Fazit für die Praxis

  • Die veränderte Körperwahrnehmung in Online-Einzel- und -Gruppenpsychotherapien erweist sich für viele Psychotherapeuten und Patienten zunächst als ein Mentalisierungshemmnis. Patienten mit sozialen Phobien, Körperdysmorphophobien und Autismus-Spektrum-Störungen scheinen dagegen eher von Online-Psychotherapien zu profitieren.

  • Der virtuelle Einzeltherapie- und Gruppentherapieraum benötigt seitens des Therapeuten technische Kompetenz und eine „dynamische Administration“, Patienten u. a. darüber aufzuklären, wie ein sicherer Raum online zu Hause hergestellt werden kann. Im Störungsfall sollte der Therapeut diesen durch eine „breakout group“ oder ein Stummschalten aktiv selbst herstellen können.

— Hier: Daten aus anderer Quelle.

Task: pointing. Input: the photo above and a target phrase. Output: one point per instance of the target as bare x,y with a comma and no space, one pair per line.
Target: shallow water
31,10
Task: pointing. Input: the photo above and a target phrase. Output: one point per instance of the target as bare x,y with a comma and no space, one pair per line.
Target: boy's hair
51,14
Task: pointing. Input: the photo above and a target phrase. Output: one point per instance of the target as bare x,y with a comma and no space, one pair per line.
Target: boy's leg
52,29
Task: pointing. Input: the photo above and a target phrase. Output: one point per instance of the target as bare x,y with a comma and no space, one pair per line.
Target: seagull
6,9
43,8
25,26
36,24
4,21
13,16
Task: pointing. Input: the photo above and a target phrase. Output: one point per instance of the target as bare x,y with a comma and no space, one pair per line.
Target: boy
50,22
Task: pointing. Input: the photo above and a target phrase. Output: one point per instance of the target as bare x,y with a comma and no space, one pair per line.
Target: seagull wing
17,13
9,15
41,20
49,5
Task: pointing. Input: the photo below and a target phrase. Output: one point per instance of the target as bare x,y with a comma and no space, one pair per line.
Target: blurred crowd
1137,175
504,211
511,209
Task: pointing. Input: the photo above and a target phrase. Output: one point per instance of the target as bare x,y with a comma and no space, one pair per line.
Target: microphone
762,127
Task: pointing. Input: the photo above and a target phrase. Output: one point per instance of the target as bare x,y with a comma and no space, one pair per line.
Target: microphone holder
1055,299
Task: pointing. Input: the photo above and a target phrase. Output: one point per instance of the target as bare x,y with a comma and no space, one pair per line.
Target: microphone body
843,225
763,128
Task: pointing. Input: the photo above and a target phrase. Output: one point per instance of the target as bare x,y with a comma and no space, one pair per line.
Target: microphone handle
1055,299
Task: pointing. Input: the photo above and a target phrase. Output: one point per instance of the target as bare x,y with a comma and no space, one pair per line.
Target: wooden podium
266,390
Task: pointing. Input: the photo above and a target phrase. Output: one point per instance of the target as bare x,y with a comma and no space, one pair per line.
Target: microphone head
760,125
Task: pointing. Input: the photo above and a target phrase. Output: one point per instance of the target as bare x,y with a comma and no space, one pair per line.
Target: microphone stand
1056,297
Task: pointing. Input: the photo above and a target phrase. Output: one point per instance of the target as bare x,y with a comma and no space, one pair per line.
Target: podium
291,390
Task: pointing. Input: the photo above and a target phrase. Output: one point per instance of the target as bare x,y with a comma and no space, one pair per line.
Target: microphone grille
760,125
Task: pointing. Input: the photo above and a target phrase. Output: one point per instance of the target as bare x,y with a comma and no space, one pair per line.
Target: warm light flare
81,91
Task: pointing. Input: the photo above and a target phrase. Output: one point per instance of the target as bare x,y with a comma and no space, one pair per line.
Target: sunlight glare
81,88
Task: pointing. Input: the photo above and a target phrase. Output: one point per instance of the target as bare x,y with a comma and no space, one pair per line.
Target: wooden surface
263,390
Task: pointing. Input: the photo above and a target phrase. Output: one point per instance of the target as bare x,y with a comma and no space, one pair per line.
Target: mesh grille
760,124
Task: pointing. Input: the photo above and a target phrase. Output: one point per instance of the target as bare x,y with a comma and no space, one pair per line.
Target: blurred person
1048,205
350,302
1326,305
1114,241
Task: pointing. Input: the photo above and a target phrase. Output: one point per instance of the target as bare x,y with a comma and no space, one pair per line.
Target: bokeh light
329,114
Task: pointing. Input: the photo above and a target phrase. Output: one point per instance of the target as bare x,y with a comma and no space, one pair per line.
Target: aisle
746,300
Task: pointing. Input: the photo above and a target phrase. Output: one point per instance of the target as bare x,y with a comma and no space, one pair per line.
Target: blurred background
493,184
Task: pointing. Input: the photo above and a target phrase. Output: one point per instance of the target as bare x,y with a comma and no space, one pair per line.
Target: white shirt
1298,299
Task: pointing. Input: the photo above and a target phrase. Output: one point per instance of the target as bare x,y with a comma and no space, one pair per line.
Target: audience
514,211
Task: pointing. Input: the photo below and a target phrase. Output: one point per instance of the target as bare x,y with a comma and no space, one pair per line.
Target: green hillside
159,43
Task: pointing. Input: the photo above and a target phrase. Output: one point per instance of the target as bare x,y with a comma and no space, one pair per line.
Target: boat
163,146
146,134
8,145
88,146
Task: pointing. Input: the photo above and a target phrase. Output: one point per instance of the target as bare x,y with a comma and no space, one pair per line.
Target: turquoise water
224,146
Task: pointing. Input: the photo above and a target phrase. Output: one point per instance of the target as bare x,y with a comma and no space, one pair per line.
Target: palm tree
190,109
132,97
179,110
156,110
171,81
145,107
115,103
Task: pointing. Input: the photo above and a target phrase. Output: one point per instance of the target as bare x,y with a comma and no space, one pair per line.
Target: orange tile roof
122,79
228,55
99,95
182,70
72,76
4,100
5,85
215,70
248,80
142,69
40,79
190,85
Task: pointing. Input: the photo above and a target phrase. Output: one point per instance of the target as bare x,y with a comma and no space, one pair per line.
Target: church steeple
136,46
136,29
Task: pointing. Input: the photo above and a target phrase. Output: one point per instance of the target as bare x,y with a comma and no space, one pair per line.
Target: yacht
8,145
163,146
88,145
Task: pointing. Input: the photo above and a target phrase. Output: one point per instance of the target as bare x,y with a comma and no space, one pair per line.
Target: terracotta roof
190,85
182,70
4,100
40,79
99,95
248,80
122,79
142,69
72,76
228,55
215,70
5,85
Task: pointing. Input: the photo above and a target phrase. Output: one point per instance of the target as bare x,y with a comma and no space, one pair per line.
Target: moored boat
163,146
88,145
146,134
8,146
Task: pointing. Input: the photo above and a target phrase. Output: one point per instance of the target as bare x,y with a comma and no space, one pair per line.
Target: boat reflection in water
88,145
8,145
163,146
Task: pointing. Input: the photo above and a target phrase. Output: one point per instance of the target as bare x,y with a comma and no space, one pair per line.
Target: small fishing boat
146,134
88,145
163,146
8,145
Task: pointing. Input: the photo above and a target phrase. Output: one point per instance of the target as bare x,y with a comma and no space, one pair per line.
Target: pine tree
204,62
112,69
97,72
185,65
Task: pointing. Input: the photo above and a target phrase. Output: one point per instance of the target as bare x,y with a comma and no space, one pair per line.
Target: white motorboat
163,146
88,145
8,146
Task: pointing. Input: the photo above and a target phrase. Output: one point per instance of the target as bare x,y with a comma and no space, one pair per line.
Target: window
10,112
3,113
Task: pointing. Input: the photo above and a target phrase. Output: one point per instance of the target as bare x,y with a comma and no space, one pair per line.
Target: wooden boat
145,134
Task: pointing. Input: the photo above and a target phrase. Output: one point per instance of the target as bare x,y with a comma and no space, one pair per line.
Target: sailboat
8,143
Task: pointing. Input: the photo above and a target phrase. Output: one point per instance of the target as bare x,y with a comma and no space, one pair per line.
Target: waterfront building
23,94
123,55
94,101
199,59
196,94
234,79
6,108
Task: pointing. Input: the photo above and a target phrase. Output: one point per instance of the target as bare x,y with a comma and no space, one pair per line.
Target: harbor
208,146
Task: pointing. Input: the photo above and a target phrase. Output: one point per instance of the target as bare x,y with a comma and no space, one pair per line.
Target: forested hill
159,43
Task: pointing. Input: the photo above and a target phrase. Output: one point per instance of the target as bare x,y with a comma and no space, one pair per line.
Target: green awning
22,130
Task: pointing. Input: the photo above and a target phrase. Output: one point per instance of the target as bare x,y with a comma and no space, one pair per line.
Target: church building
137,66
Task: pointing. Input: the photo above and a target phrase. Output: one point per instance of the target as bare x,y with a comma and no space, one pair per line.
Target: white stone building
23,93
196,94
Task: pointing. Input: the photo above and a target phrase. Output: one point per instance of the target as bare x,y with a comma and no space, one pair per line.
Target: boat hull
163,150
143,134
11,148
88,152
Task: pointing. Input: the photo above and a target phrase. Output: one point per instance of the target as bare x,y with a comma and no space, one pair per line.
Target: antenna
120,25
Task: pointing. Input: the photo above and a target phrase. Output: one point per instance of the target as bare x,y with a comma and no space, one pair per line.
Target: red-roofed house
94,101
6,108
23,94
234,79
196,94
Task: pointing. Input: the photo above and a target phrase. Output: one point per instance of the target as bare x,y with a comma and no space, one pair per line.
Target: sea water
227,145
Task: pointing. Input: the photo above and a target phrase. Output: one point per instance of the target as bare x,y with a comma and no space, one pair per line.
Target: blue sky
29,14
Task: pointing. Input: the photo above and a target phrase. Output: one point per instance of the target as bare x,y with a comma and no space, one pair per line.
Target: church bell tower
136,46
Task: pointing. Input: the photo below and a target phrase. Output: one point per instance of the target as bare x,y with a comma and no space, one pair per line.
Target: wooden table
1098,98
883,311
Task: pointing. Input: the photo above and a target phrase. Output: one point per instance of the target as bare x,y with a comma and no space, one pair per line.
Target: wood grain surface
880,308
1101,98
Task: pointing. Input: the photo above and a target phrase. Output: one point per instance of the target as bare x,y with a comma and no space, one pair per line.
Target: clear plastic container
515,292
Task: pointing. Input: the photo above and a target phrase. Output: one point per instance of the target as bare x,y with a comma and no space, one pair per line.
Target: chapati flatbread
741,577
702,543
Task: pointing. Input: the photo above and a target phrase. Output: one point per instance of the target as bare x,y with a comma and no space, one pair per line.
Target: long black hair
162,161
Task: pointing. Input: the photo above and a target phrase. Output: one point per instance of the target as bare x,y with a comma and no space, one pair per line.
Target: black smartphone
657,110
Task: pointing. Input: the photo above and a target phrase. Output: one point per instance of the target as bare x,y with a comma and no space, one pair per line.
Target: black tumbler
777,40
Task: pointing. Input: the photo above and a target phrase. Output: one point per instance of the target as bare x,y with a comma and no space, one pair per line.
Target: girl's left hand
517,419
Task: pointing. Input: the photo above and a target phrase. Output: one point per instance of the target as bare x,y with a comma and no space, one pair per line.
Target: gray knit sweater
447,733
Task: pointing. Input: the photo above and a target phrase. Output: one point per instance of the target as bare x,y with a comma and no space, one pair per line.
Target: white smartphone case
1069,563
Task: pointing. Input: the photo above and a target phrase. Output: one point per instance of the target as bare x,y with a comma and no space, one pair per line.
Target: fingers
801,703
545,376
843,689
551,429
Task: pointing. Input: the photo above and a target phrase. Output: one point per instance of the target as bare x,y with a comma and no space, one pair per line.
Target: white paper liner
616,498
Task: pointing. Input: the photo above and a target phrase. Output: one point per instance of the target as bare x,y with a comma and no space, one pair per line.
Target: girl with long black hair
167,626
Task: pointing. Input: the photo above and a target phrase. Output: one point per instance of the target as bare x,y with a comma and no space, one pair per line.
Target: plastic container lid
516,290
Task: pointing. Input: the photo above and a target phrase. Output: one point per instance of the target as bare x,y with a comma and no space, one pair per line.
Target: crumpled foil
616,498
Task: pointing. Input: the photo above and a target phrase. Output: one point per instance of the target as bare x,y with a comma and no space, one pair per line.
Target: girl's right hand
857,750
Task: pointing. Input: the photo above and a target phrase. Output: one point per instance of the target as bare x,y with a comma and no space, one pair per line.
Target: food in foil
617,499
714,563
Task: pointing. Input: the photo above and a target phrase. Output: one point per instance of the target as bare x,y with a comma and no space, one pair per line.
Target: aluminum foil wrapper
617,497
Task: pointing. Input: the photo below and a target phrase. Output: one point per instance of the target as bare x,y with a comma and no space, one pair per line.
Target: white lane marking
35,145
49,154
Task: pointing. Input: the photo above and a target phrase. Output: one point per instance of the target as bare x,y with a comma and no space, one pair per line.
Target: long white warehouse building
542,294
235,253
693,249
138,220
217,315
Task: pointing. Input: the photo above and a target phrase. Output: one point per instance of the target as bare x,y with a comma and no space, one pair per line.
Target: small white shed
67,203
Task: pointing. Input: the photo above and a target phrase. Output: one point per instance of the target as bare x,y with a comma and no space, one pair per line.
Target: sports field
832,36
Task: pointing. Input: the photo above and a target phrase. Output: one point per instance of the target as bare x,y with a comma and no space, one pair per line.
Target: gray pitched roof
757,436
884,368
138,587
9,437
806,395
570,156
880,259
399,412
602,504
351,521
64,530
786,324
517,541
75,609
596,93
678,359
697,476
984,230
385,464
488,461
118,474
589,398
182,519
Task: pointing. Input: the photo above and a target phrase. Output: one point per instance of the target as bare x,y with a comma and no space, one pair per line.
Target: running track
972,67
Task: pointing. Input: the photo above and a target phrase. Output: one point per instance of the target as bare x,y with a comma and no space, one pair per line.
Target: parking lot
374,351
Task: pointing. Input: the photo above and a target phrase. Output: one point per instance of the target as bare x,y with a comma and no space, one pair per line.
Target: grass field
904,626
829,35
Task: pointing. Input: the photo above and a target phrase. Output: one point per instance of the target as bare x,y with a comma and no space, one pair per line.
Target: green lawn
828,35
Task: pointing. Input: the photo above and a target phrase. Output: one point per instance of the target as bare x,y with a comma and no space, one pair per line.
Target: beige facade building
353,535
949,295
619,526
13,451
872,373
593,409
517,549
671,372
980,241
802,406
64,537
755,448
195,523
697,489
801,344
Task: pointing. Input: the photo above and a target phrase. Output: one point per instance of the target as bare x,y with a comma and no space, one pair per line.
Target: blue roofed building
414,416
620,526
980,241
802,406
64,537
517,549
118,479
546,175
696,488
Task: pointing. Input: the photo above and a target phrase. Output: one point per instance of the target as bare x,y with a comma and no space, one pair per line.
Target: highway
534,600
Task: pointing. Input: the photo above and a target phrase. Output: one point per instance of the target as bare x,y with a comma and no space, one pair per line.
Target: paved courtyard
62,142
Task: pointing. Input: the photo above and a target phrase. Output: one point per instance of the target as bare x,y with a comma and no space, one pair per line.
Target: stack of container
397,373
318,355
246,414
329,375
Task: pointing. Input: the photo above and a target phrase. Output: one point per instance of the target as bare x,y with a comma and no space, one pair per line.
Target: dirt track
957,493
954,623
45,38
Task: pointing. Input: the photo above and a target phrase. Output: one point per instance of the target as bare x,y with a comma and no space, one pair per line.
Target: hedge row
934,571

  • Der Einfluss des Onlinesettings auf Übertragungs- und Gegenübertragungsphänomene ist noch nicht hinreichend erforscht.

  • Im Unterschied zu Offline-Psychotherapien wird häufig ein aktiveres Interventionsverhalten der Psychotherapeutinnen nötig sein, um eine sichere therapeutische Allianz oder Kohärenz in Gruppenpsychotherapien zu ermöglichen.